Words, words, words
David Holahan defames the English language in his article ``Is there an orthographer in the house who can spell `pterodactyl'?'' [Feb. 13]. As a boy, he was right to blame himself, not the language, for his cacographic snafus. The English alphabet is no more inconsistent than basic arithmetic. It's we who are inconsistent -- often downright lazy. True, many writers tussle with spelling; orthographic genius, like perfect pitch, can't be taught. Yet with motivation, self-discipline, and a good spelling manual, even inveterate bunglers have redeemed themselves. Jeff Mullan Traverse City, Mich.
I recommend that the minuscule word get be inspected in a large and comprehensive dictionary. Notice its multiple uses, and the related couplets and phrases that incorporate the word.
We have condoned diametric word meanings for many words. Oversight is an example in that we may say that the omission of a word was an oversight; and later say that it is the responsibility of the chief clerk to practice ``oversight'' upon all corporation correspondence so as to eliminate errors. We should avoid adding new meanings to old words. Rather we should profit by giving more attention to the manner in which we employ words and phrases with respect to grammar. F. Pierce Sherry San Rafael, Calif.
Most critics of the English language cite the problem of homonyms -- words with similar pronunciations but with different spellings and meanings. In the Japanese language there are 25 words pronounced ``sho,'' each with a different meaning. The only way they can be distinguished is by context or by their particular ideograph or character. This diversity of spellings is one of the very features of English that enable one to obtain more-exact meanings than is possible in other languages.
Suppose that English has been ``simplified'' by uniform spellings of all the homonyms that exist in the language. The following ridiculous examples would be perfectly possible:
``The to-year-old tide a not in his shoolace.''
``He went to the zoo and saw an African new and a Rocky Mountain you.''
Eye rest my case. Bob Gideon Fairfax, Va.

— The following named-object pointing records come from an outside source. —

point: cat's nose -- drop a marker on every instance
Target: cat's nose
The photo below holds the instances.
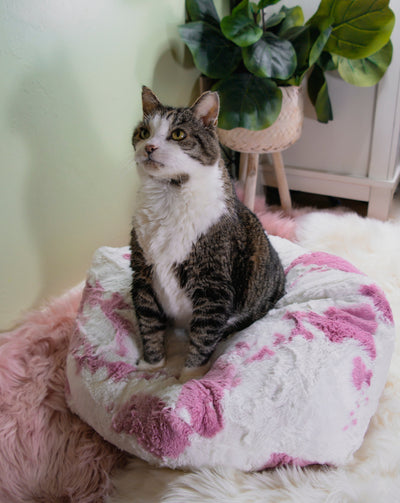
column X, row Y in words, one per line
column 150, row 148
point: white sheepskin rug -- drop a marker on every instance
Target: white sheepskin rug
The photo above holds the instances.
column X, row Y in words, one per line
column 373, row 475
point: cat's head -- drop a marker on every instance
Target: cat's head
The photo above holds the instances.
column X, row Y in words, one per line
column 171, row 143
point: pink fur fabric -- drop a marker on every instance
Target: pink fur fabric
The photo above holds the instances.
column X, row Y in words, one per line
column 47, row 454
column 273, row 219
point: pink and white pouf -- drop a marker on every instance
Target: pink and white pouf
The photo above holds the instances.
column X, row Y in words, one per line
column 298, row 386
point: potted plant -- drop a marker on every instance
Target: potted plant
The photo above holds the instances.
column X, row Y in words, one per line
column 252, row 53
column 257, row 57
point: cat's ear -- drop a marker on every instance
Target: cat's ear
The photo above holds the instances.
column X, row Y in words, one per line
column 149, row 100
column 206, row 108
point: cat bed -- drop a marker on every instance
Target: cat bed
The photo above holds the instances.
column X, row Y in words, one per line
column 298, row 386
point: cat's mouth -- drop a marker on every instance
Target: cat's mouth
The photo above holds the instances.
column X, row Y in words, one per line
column 152, row 164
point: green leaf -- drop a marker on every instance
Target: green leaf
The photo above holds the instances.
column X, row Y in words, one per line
column 248, row 101
column 359, row 28
column 326, row 62
column 319, row 45
column 293, row 17
column 274, row 20
column 240, row 28
column 319, row 96
column 202, row 10
column 367, row 71
column 265, row 3
column 300, row 38
column 213, row 54
column 270, row 57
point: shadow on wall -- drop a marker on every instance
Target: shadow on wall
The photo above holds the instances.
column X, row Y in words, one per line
column 167, row 84
column 71, row 192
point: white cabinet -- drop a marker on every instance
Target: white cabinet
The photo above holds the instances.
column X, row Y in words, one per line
column 357, row 155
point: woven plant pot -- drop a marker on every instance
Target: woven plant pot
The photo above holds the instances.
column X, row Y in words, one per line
column 285, row 131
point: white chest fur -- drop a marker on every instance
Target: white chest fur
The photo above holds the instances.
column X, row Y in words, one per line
column 168, row 221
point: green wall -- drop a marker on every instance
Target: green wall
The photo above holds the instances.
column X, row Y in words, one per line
column 71, row 74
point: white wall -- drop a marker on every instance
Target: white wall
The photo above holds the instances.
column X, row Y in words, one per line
column 71, row 73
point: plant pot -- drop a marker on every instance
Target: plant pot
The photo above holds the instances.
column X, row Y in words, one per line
column 285, row 131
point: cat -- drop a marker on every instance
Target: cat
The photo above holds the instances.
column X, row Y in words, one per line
column 199, row 257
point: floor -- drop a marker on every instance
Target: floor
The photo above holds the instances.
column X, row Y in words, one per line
column 302, row 199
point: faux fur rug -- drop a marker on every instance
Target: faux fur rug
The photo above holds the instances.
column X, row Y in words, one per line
column 374, row 474
column 49, row 455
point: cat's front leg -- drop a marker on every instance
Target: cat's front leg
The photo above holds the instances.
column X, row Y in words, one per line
column 152, row 325
column 150, row 316
column 210, row 316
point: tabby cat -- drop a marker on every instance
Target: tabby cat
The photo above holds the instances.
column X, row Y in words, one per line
column 200, row 258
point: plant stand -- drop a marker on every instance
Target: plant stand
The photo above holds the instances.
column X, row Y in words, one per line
column 273, row 140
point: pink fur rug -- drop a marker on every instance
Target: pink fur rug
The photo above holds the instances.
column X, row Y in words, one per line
column 47, row 454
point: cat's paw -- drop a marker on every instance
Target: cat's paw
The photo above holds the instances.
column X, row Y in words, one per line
column 150, row 367
column 189, row 373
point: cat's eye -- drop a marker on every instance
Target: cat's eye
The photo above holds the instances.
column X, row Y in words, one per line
column 178, row 134
column 144, row 133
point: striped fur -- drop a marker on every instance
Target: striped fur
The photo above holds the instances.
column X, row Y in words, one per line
column 200, row 258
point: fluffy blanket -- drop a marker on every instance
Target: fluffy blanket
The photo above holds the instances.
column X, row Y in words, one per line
column 374, row 473
column 48, row 454
column 298, row 386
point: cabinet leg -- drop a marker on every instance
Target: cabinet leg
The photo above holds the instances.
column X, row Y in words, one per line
column 251, row 181
column 379, row 203
column 281, row 180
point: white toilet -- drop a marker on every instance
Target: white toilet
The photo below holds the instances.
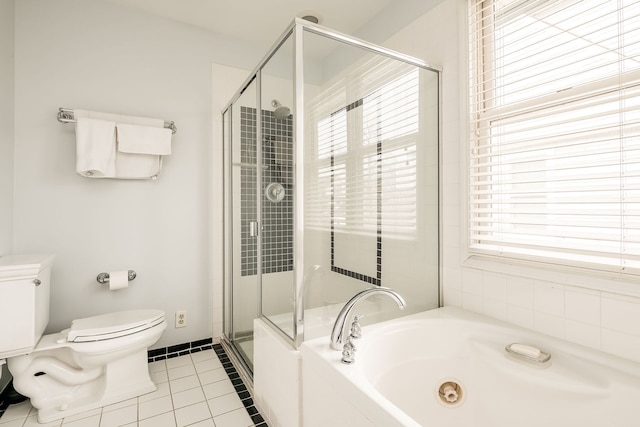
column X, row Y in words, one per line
column 98, row 361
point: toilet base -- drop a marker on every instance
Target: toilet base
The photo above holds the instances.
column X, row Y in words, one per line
column 53, row 414
column 56, row 397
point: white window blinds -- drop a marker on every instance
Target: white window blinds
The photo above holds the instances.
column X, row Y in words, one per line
column 555, row 131
column 366, row 156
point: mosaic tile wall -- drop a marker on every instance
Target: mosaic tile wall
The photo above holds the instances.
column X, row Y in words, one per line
column 277, row 216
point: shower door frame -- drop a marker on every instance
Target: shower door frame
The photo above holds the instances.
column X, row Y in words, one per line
column 296, row 31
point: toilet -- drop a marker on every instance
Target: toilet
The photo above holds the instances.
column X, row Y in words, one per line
column 97, row 361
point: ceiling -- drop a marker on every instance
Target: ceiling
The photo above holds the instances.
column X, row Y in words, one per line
column 260, row 22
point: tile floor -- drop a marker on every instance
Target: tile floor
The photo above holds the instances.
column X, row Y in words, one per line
column 199, row 389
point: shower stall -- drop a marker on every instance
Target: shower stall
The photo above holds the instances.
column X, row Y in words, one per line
column 331, row 151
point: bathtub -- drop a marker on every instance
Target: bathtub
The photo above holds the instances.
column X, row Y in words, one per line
column 449, row 368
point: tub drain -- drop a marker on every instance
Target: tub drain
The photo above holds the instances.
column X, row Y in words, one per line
column 450, row 393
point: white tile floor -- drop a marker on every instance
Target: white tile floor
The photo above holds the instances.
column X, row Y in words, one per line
column 193, row 390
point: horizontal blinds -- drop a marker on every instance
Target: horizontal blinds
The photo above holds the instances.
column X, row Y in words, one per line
column 366, row 158
column 555, row 131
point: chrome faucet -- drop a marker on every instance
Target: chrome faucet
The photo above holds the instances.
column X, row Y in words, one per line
column 338, row 334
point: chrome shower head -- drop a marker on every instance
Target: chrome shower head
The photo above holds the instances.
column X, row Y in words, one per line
column 280, row 111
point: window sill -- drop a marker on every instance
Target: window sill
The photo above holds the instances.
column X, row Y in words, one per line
column 566, row 275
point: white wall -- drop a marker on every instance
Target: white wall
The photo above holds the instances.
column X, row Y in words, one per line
column 91, row 55
column 6, row 140
column 598, row 313
column 6, row 126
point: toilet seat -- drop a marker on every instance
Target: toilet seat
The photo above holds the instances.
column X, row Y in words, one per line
column 113, row 325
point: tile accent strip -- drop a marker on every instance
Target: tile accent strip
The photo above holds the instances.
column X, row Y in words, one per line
column 201, row 345
column 241, row 389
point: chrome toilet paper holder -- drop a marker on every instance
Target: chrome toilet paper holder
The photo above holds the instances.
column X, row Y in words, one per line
column 103, row 278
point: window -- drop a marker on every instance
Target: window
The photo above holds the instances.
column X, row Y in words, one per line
column 366, row 159
column 554, row 170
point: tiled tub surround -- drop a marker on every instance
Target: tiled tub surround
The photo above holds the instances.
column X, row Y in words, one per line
column 400, row 365
column 197, row 386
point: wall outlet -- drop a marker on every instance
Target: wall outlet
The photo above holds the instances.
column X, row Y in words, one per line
column 181, row 318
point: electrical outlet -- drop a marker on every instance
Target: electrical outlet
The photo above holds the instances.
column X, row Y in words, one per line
column 181, row 318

Rather than replace the traditional with a ``simplified'' or a haphazard system of spelling, let's change pronunciation. First-graders will be taught to pronounce words exactly as they are spelled. True, for the rest of their lives, older folks will notice that it is even harder than usual to make out what the kids are saying, but that situation will solve itself by natural attrition. K. M. Dickie Bloomsburg, Pa.